The website Jezebel called it morbid and The Daily Caller added, "Running an image of Whitney Houston's lifeless body on the cover is pretty par for the course for The National Enquirer, but it's still a bit much."
Houston, 48, was found submerged in the bath tub in her Beverly Hills hotel room earlier this month.
The magazine's photo shows the late singer dead in a gold casket with the headline, "Whitney: The Last Photo!"
The image is believed to have been taken inside the Whigham Funeral Home in Newark, New Jersey.
Accompanying headlines lure readers in with the promise to bring them inside Whitney's private funeral, offering details that she was buried in $500,000 of jewelry with gold slippers on her feet.
The photograph does not bear a credit, and The Enquirer is not releasing any details about how they obtained it.
No one from Houston's family has called the photograph out as fraudulent.
Magazine photo editors estimated that a coffin photograph like the one published by the Enquirer could sell in the mid six-figure range or even higher.
This isn't the first time the Enquirer has published photographs of dead or dying celebrities.
In 1977 the magazine published a photograph of the singer Elvis Presley in his coffin.

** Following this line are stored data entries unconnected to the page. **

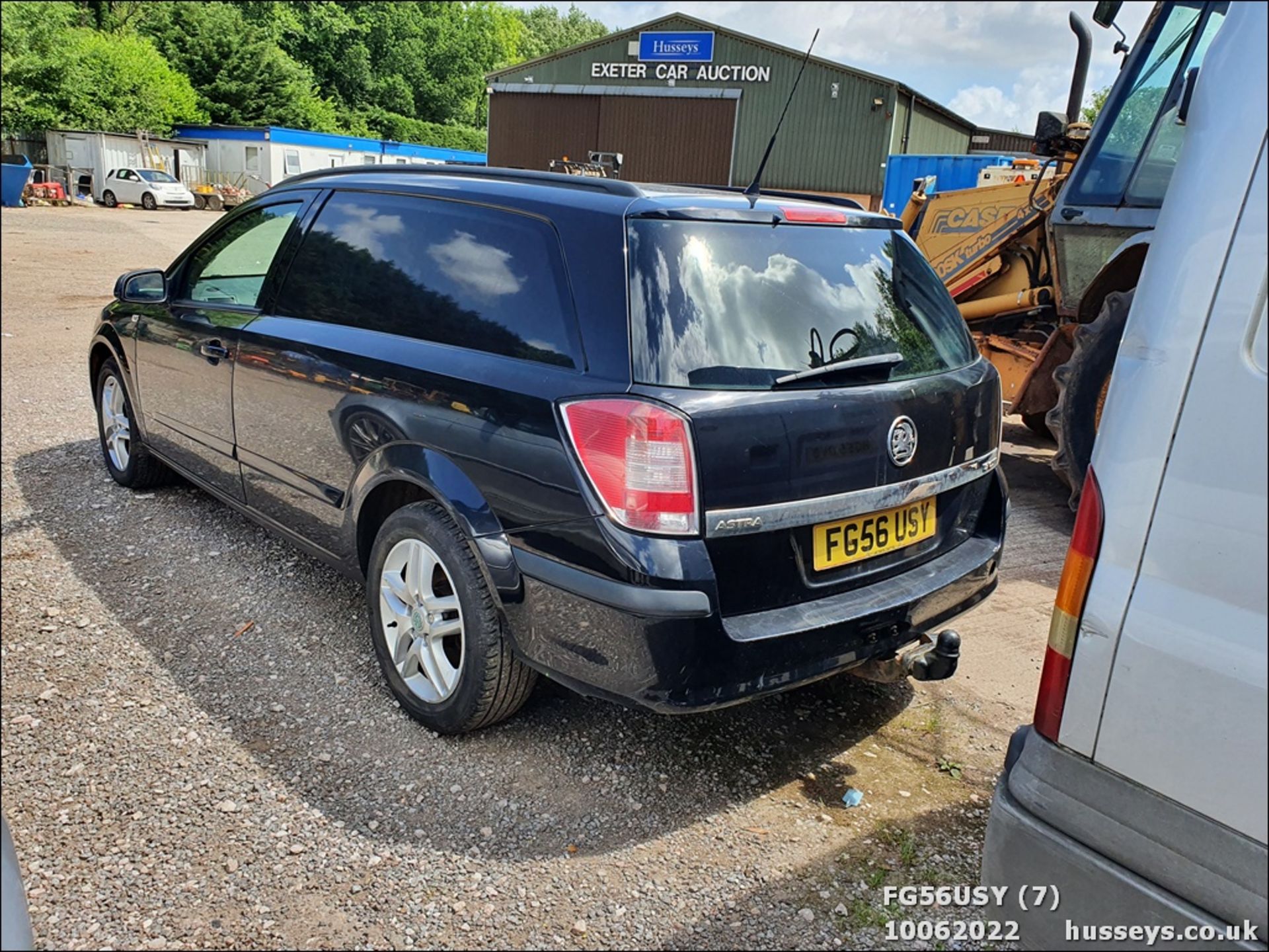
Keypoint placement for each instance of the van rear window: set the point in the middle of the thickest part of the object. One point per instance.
(735, 306)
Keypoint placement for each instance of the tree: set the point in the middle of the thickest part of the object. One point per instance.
(1096, 102)
(241, 75)
(412, 70)
(58, 74)
(547, 31)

It published a photograph of John Lennon following his death in 1980.
"The Enquirer struck again with its latest cover featuring Whitney Houston in a casket. It's just another disgusting display of how low celebrity obsession can stoop. Regardless of how they obtained the picture - and the likely exorbitant price they paid for it - the Enquirer should have thought twice about this post-mortem portrait," Denise Warner, the executive editor of the website HollywoodLife.com told Fox411.

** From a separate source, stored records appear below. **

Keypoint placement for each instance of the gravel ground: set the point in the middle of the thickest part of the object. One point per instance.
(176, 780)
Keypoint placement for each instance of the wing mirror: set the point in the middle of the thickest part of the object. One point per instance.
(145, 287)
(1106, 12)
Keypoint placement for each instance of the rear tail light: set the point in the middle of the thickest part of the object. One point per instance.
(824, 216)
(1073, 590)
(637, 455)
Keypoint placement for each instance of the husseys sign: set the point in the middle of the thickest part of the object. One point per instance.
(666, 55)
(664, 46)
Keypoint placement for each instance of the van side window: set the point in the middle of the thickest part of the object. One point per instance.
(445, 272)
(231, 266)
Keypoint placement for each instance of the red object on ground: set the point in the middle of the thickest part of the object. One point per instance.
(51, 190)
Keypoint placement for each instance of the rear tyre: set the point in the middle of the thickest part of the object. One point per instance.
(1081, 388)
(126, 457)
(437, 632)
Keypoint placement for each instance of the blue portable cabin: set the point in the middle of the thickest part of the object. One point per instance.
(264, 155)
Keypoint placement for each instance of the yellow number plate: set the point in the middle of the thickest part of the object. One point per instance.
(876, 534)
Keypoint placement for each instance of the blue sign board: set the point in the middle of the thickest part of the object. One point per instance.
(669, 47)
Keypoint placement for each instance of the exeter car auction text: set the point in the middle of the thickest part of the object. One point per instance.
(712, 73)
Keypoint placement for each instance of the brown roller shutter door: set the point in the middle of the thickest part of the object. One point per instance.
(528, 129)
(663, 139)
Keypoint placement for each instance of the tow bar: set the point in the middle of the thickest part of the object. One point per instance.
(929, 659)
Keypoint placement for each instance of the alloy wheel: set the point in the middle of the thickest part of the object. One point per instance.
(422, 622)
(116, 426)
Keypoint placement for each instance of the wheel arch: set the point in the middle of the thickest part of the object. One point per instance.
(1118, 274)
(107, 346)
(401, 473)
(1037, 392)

"No one needs to remember Whitney preserved in formaldehyde. And it's certainly not an image that is necessary in the discussion of her life and death."
When polled on Wednesday, over 100,000 FOXNews.com readers weighed in on the National Enquirer cover.
Forty per cent said that the Enquirer publishing the photographs was a shame, but par for the course for them.
Thirty-seven per cent said that it was reprehensible and 21 per cent said they saw absolutely nothing wrong with it.